A structured set of objections, weighed in public.

Desk editor's note, referee report, simulated authors' rebuttal, and a circularity audit. Tearing a paper down is the easy half of reading it; the pith above is the substance, this is the friction.

Referee Report

1 major / 0 minor

Summary. The paper introduces a reproducible mechanism-level DDI prediction protocol using a 7-family/147-subtype taxonomy, leakage-safe cold splits, and auditable reasoning metrics. It proposes MARD-7B, a 7B model trained via mirror-augmented reasoning distillation (single-token KL on direction tags, PRM-weighted DPO with programmatic hard negatives, and leakage-safe mechanism-aware retrieval). On the April-2026 DrugBank release, MARD-7B is claimed to be the sole system among 32 whose accuracy survives drug-pair novelty, outperforming the best baseline by +13.9 pp and GPT-4o by +6.7 pp at ~1% API cost, with an anti-memorization signature where accuracy rises on rarely seen drugs. Code, corpus, DDI-PRM, and retrieval index are released.

Significance. If the cold-split protocols and taxonomy truly eliminate leakage on drugs, pairs, and subtypes while the gains reflect structured pharmacological reasoning, the work would advance DDI prediction beyond flat classification toward mechanism-level, generalizable, and low-cost models. The automatic verifiability of process rewards against DrugBank fields and the release of training artifacts are strengths supporting reproducibility.

major comments (1)
  1. [Abstract and evaluation protocol section] Abstract and evaluation protocol section: the central claim that MARD-7B is the only system whose accuracy survives drug-pair novelty (with +13.9 pp gain) rests on the unverified assertion that the 7-family/147-subtype taxonomy plus cold-split protocols ensure zero shared drugs, zero shared pairs, zero shared mechanism subtypes, and a retrieval index built strictly on train-only data. No explicit audit, split statistics, or code snippet confirming these properties is provided, leaving open the possibility that performance exploits taxonomy-level patterns or retrieval leakage rather than genuine generalization.

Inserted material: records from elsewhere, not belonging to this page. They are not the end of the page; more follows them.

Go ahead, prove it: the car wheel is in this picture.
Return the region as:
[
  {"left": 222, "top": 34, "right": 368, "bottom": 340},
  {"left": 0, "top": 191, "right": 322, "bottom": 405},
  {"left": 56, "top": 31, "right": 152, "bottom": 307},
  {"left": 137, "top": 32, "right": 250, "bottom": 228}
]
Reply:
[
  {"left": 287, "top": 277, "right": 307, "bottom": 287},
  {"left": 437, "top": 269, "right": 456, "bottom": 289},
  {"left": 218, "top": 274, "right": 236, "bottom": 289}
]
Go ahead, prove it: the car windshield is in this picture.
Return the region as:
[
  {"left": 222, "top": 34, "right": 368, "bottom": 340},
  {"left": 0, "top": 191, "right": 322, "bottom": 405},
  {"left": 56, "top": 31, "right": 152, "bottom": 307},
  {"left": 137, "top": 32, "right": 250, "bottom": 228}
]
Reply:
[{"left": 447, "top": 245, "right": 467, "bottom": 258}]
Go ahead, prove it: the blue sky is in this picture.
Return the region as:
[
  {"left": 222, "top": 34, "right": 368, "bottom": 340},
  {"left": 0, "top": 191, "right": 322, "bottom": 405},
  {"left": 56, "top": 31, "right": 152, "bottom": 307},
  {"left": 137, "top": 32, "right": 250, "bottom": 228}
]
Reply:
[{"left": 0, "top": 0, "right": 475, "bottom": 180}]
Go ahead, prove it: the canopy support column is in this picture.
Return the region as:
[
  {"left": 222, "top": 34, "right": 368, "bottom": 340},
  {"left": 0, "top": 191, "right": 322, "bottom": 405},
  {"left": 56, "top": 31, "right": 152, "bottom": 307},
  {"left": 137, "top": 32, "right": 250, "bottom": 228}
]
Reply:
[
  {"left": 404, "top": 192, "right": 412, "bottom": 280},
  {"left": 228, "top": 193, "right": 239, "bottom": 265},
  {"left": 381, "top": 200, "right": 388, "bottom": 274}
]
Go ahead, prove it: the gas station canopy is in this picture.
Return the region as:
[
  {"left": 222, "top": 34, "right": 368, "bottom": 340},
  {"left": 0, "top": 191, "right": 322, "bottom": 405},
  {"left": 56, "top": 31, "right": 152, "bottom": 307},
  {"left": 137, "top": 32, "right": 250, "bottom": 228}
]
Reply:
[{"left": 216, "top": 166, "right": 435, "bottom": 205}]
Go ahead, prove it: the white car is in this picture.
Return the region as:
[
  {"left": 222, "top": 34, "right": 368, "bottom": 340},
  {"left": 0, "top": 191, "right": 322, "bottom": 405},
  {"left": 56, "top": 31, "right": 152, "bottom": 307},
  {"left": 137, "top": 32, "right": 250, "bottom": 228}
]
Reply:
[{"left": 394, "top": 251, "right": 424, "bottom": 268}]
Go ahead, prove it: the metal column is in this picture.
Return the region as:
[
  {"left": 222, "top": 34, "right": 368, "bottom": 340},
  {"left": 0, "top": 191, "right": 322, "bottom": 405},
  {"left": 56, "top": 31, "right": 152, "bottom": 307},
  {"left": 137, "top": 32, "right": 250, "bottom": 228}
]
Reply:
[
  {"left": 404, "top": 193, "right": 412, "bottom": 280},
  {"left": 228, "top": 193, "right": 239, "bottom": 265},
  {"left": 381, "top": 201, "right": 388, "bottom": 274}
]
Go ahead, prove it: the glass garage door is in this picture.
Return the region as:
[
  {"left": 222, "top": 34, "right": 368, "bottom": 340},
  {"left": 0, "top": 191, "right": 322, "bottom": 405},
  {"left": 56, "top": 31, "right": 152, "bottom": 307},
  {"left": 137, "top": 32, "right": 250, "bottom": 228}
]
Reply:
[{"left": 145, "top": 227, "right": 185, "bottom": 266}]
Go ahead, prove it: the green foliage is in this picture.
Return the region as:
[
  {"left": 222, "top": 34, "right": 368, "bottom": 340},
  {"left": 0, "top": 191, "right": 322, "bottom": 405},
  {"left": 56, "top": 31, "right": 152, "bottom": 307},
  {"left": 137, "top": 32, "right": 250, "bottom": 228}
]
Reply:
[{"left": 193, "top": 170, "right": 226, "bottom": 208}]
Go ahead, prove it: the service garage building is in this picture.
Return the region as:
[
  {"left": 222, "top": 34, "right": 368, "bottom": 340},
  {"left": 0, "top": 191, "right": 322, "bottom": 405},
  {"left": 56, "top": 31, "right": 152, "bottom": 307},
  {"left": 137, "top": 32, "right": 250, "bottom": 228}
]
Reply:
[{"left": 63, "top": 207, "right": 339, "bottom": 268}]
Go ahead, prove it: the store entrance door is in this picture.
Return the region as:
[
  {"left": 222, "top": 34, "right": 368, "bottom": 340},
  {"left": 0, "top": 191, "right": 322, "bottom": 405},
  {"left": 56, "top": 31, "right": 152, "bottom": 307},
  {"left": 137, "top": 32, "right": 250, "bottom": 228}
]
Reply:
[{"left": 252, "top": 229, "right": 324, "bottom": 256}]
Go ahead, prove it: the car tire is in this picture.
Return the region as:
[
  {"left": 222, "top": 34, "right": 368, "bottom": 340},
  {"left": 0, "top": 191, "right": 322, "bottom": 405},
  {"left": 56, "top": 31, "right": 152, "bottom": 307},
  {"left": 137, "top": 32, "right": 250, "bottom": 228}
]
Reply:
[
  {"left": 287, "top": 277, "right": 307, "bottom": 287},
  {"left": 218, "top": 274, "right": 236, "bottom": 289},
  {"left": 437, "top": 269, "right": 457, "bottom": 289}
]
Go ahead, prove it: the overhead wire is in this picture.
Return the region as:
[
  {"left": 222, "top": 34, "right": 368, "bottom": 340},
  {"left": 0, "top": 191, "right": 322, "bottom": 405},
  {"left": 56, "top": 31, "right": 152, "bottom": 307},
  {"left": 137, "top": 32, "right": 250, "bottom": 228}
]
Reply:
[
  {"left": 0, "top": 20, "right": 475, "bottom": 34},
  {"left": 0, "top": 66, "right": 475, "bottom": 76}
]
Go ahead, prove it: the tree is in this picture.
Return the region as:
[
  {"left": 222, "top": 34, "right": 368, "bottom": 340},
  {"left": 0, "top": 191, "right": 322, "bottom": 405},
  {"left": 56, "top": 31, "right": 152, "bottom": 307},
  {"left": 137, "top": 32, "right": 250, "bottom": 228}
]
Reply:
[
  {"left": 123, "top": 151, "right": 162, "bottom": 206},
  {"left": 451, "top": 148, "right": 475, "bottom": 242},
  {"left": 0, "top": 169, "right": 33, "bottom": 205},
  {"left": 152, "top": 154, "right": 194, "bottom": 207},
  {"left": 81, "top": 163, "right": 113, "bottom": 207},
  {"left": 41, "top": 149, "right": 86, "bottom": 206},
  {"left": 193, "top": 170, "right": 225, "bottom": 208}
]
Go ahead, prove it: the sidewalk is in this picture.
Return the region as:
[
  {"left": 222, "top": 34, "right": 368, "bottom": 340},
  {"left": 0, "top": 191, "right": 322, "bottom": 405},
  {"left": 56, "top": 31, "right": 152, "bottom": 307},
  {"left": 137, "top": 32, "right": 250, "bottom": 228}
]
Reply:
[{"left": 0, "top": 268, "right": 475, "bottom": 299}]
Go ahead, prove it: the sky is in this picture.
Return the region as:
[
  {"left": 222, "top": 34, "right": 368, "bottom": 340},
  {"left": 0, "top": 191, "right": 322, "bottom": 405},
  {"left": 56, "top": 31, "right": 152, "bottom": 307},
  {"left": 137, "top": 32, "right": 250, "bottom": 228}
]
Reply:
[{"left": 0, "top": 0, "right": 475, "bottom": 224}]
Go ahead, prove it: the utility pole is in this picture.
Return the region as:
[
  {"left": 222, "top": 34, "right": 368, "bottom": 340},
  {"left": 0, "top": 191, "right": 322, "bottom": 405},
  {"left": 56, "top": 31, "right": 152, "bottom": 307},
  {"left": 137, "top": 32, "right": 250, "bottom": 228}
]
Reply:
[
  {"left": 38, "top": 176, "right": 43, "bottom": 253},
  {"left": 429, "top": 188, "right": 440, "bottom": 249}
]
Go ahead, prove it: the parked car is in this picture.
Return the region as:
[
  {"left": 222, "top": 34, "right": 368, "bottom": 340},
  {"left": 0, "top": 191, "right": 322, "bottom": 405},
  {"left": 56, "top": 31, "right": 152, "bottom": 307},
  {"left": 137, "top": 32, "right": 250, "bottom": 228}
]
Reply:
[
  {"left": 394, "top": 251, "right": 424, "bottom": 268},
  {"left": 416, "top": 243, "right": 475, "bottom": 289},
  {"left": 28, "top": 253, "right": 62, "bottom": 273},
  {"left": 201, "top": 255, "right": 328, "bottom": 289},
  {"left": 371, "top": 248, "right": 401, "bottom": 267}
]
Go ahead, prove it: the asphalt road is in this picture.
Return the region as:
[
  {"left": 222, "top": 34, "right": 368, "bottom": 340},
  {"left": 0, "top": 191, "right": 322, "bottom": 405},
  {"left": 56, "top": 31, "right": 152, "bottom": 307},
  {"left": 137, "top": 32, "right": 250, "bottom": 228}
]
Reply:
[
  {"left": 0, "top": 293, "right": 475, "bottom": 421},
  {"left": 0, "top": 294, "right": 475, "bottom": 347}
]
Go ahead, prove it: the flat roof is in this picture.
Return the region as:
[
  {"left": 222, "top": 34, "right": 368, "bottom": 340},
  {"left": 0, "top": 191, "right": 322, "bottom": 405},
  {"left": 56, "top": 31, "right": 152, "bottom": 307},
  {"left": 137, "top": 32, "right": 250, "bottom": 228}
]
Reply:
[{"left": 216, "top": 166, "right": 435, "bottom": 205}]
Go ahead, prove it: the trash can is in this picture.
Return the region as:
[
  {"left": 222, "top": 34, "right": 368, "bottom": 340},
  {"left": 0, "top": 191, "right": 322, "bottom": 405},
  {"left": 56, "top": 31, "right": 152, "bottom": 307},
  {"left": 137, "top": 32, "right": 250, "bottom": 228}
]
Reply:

Simulated Author's Rebuttal

1 responses · 0 unresolved

Thank you for your constructive review. We agree that explicit verification of the leakage-safe properties is necessary to support the central claims and will strengthen the manuscript accordingly.

read point-by-point responses
  1. Referee: [Abstract and evaluation protocol section] Abstract and evaluation protocol section: the central claim that MARD-7B is the only system whose accuracy survives drug-pair novelty (with +13.9 pp gain) rests on the unverified assertion that the 7-family/147-subtype taxonomy plus cold-split protocols ensure zero shared drugs, zero shared pairs, zero shared mechanism subtypes, and a retrieval index built strictly on train-only data. No explicit audit, split statistics, or code snippet confirming these properties is provided, leaving open the possibility that performance exploits taxonomy-level patterns or retrieval leakage rather than genuine generalization.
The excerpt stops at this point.